Me: Well all princesses aren’t the same. And she can totally be a shield-wearing sword-bearing princess if she wants. THE TYPE THAT FIGHTS FOR VICTORY AND HONOR. THE TYPE THAT NEEDS NO MAN TO HELP HER ONTO HER HORSE. THE TYPE THAT RULES HER OWN DESTINY!!!!
Right Soledad?
Soledad: Yeah, I guess. *looks around for Phoebe* Come on Phoebe. Let’s go upstairs. We need to go find all the other princesses of the world who think they should be holding swords and fighting and tell them not to because they must be BEAUTIFUL! They must hold there heads up high in beauty and throw their swords down in shame!
– – – – – – – – –
Really.
These are the conversations I’m having these days.
Clearly I have a thing or two to teach my children about princesses and woman’s rights.
1. Princesses don’t have to wear pink or sparkles. This is not a rule. Only an evil plot by the sinister King’s Brother to blind the nation.
2. Princess can have swords. They just need permits.
3. Princesses are always beautiful, but not because they wear make-up and fancy things in their hair. They are beautiful because they are majorly brilliant and everybody knows being smart makes you like a quadrillion times more pretty.
4. Oddly enough, princesses love ugly things. Warts, gremlins, monsters, and weird fungi are all things ‘most princesses’ enjoy studying in their leisure time.
AND the most important rule. . . . .
5. Princesses ALWAYS eat their vegetables. So if they need to kick a little butt. . .they totally have the strength to do it.

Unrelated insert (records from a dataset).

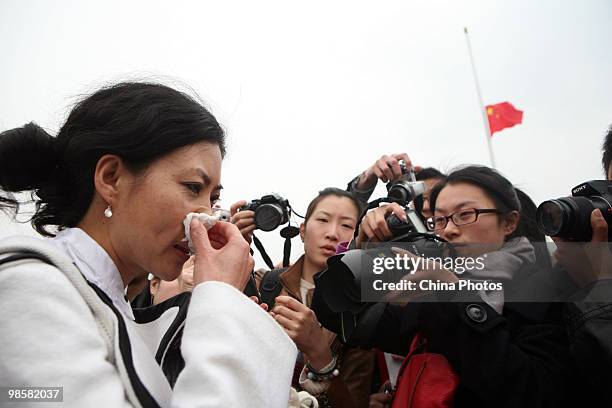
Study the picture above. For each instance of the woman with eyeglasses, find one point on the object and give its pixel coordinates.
(505, 354)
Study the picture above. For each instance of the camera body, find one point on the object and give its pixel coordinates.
(271, 211)
(406, 188)
(570, 217)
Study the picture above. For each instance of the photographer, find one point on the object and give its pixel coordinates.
(590, 312)
(330, 219)
(388, 169)
(504, 354)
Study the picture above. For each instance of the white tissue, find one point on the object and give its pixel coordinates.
(207, 220)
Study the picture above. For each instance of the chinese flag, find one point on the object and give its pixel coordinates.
(503, 115)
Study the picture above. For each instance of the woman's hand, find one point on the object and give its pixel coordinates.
(374, 226)
(302, 326)
(382, 399)
(222, 255)
(244, 220)
(386, 169)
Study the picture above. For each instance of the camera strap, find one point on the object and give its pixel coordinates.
(263, 252)
(288, 233)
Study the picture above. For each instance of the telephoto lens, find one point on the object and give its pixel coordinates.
(570, 217)
(269, 216)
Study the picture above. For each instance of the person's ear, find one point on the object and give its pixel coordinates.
(154, 287)
(107, 175)
(511, 222)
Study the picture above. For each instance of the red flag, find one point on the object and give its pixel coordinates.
(503, 115)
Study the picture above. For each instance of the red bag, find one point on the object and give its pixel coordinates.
(425, 380)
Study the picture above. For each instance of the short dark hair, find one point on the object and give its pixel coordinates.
(607, 151)
(137, 121)
(332, 191)
(496, 186)
(429, 173)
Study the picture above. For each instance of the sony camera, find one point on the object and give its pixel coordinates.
(570, 217)
(271, 211)
(406, 188)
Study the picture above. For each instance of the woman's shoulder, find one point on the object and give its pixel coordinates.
(31, 268)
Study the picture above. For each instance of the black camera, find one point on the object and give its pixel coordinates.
(570, 217)
(271, 211)
(406, 188)
(338, 297)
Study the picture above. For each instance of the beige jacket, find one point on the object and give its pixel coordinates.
(352, 387)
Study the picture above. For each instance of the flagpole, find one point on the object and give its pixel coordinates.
(485, 119)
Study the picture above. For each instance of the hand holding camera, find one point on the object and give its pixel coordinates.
(387, 169)
(244, 220)
(374, 226)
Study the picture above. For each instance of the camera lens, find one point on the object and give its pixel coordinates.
(400, 192)
(551, 216)
(570, 217)
(268, 217)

Spicy Sesame Vinaigrette over Flank Steak Spinach Salad
You may not be surprised when I tell you this is my 6 year old’s FAVORITE SALAD. Ever. It’s all in the dressing. It makes her swoon. It’ll totes having you swooning too.
For the Salad:
1 TB Canola Oil
1 pound flank steak
1/2 tsp black pepper
5 cups of packed Spinach Leaves
1 cup cucumber, thinly sliced
3 tomatoes, sliced thinly
red onions, thinly sliced (optional)
red bell pepper, thinly sliced (optional)

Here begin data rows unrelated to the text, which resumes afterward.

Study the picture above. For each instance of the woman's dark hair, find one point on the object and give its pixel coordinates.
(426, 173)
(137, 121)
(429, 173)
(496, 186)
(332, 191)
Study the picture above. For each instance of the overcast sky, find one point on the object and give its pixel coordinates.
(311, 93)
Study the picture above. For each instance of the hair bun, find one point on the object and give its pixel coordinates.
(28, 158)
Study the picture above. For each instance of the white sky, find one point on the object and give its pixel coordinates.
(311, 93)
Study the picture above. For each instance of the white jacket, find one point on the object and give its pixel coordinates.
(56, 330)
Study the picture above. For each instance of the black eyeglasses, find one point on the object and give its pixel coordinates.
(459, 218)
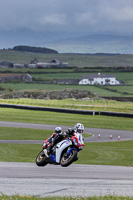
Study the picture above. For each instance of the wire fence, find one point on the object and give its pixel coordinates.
(82, 104)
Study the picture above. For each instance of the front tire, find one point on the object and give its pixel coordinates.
(66, 159)
(41, 159)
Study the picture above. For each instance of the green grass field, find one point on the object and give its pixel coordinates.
(43, 117)
(21, 197)
(79, 60)
(105, 153)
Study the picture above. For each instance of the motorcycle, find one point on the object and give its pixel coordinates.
(63, 153)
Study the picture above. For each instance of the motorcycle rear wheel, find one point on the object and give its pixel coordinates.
(41, 159)
(67, 160)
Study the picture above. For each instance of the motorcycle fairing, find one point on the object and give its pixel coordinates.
(60, 147)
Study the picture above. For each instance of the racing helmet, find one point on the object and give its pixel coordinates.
(79, 128)
(58, 130)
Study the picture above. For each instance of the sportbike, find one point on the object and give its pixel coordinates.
(63, 153)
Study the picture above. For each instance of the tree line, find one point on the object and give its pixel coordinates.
(34, 49)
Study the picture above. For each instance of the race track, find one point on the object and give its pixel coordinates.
(75, 180)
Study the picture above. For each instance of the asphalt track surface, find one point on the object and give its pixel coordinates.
(75, 180)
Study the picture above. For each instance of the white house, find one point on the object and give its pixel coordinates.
(101, 79)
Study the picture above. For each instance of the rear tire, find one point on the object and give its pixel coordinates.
(66, 160)
(41, 159)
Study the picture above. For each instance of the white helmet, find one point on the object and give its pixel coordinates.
(58, 130)
(79, 128)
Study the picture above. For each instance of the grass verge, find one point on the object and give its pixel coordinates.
(21, 197)
(43, 117)
(107, 153)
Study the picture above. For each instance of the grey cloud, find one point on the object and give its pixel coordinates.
(75, 15)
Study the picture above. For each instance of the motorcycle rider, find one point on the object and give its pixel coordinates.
(52, 140)
(58, 135)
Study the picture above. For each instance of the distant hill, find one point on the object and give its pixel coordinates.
(95, 44)
(34, 49)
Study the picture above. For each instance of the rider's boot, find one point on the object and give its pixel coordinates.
(47, 151)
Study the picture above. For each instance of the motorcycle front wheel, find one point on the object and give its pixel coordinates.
(66, 159)
(41, 159)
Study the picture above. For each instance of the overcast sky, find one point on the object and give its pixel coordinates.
(87, 16)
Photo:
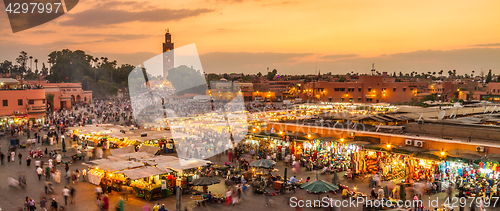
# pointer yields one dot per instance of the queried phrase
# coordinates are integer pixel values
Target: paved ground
(11, 197)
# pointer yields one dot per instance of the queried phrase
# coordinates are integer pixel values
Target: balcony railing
(36, 108)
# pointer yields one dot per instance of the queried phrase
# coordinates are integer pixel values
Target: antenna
(441, 115)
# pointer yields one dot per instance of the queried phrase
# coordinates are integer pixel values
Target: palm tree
(31, 63)
(36, 66)
(50, 99)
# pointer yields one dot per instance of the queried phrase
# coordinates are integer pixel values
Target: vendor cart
(199, 199)
(150, 193)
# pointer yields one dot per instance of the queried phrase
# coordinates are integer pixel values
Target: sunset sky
(291, 36)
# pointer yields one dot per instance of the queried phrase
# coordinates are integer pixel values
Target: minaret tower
(168, 60)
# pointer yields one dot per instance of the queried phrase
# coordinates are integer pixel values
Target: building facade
(368, 89)
(168, 59)
(65, 94)
(21, 104)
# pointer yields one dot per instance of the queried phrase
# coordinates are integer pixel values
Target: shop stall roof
(187, 164)
(465, 154)
(399, 118)
(118, 135)
(124, 150)
(359, 143)
(119, 165)
(133, 155)
(100, 161)
(144, 172)
(384, 118)
(376, 118)
(148, 149)
(163, 160)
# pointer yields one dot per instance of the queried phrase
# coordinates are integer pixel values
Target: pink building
(65, 94)
(21, 103)
(368, 89)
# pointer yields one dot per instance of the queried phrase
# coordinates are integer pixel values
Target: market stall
(149, 182)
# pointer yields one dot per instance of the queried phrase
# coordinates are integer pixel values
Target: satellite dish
(420, 116)
(441, 115)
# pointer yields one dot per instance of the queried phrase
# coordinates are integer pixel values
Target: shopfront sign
(39, 108)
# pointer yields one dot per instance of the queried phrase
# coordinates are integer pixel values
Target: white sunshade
(140, 173)
(120, 165)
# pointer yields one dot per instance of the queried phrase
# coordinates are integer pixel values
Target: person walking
(121, 205)
(28, 161)
(105, 201)
(39, 171)
(54, 204)
(68, 176)
(47, 173)
(72, 194)
(66, 193)
(84, 174)
(43, 203)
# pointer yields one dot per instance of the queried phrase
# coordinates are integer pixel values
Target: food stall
(149, 182)
(105, 172)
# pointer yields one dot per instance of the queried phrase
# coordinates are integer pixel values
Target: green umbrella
(204, 181)
(263, 163)
(335, 179)
(319, 186)
(402, 192)
(64, 146)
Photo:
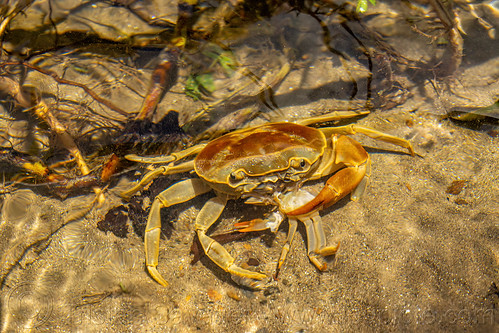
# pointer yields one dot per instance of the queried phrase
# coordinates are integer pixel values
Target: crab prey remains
(264, 165)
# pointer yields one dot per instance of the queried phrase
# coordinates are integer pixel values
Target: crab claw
(272, 222)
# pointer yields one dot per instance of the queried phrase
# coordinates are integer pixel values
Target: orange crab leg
(356, 162)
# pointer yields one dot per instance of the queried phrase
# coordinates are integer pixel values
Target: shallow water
(419, 250)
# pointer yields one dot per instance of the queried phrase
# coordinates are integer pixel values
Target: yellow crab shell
(239, 161)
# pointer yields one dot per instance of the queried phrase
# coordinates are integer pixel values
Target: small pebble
(234, 295)
(253, 262)
(214, 295)
(456, 187)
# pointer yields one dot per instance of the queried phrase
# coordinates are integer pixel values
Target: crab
(264, 165)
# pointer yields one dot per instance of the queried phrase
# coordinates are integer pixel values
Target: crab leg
(175, 194)
(372, 133)
(316, 241)
(215, 251)
(335, 115)
(293, 224)
(153, 174)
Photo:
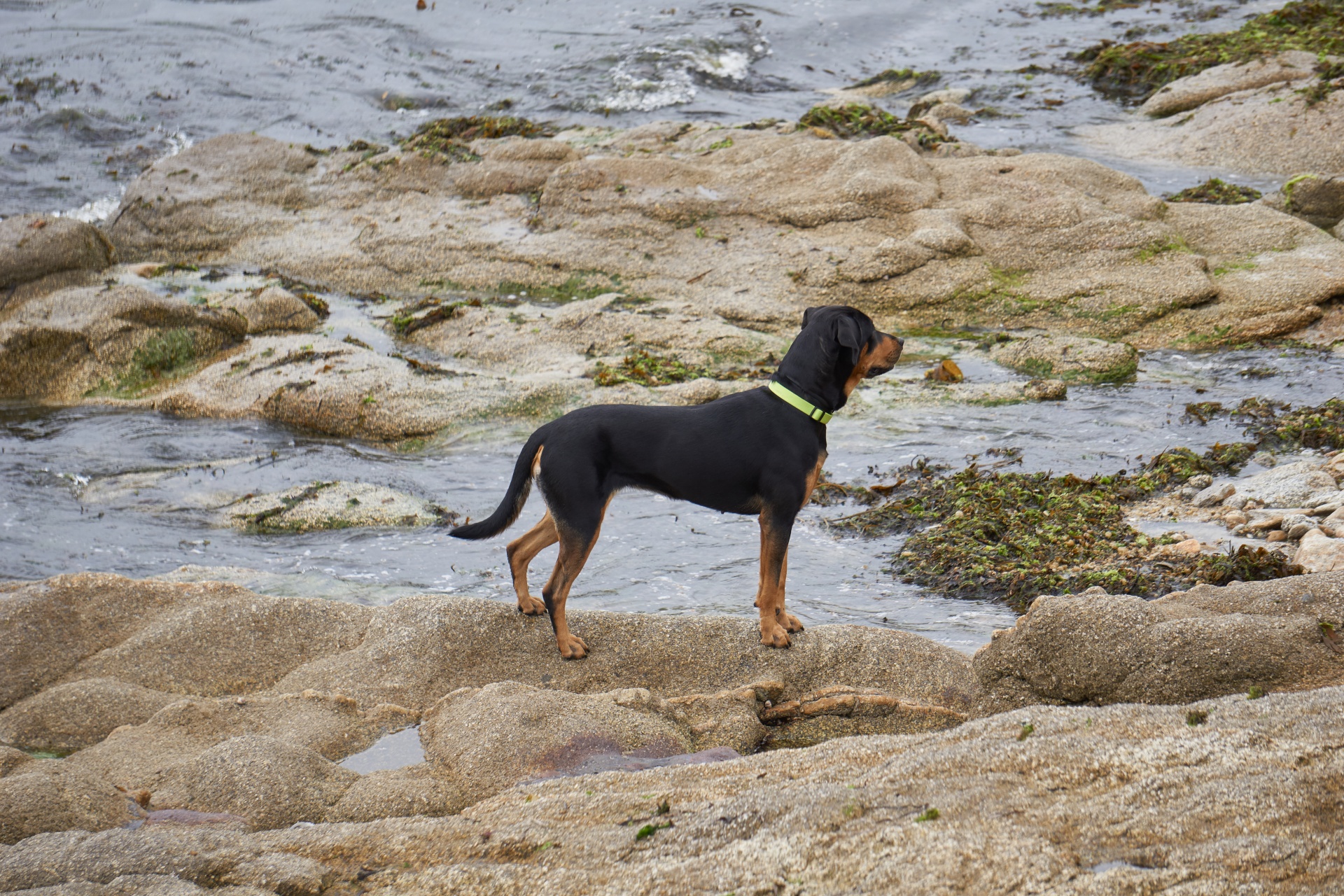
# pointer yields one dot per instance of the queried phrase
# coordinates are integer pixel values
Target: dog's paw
(531, 606)
(571, 648)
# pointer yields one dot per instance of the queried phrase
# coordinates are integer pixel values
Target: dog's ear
(848, 332)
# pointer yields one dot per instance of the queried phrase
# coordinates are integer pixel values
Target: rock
(1317, 199)
(1046, 391)
(1319, 552)
(270, 309)
(210, 195)
(39, 254)
(1245, 131)
(77, 715)
(1288, 485)
(269, 782)
(1195, 644)
(1040, 241)
(181, 638)
(67, 343)
(334, 505)
(1069, 358)
(1195, 90)
(437, 645)
(398, 793)
(50, 796)
(321, 384)
(839, 817)
(1214, 495)
(487, 739)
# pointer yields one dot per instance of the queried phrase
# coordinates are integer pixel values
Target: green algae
(899, 80)
(1138, 70)
(1217, 192)
(981, 532)
(857, 121)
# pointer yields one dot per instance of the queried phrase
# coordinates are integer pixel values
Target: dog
(757, 451)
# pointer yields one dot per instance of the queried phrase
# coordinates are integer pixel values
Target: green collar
(803, 405)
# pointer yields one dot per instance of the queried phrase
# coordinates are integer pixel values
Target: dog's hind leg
(774, 548)
(521, 554)
(575, 546)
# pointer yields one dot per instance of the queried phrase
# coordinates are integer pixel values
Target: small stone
(1214, 495)
(1320, 554)
(1046, 390)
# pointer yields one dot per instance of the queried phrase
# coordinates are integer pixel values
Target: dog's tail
(514, 500)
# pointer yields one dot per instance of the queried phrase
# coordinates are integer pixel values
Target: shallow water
(99, 89)
(141, 493)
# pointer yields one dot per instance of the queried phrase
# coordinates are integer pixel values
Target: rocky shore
(203, 727)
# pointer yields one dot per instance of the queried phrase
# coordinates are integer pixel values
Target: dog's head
(838, 347)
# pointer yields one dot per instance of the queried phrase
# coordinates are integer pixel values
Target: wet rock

Monterrey Jack Cheese, optional
For the Dressing:
6 TB Low Sodium Soy Sauce
4 TB Apple Cider Vinegar
2 TB Sesame Oil
4 tsp Fish Sauce*
4 tsp Chile Sauce*
*Can be found in the Asian food section of the grocery store.
1. Using a heavy skillet over medium high heat, add canola oil and swirl to coat. Add steak to the pan and cook for 5 minutes on each side or until cooked until medium. Remove from skillet and place on plate tented with aluminum foil. Allow to rest for 10-15 minutes. Slice the meat across the grain.
2. While the meat is cooking assemble your salad greens and vegetables onto individual bowls.
2. Next, in a medium bowl, combine soy sauce, vinegar, sesame oil, fish sauce and chile sauce. Whisk with a fork. Pour into a jar. Drizzle dressing over salad greens. Devour.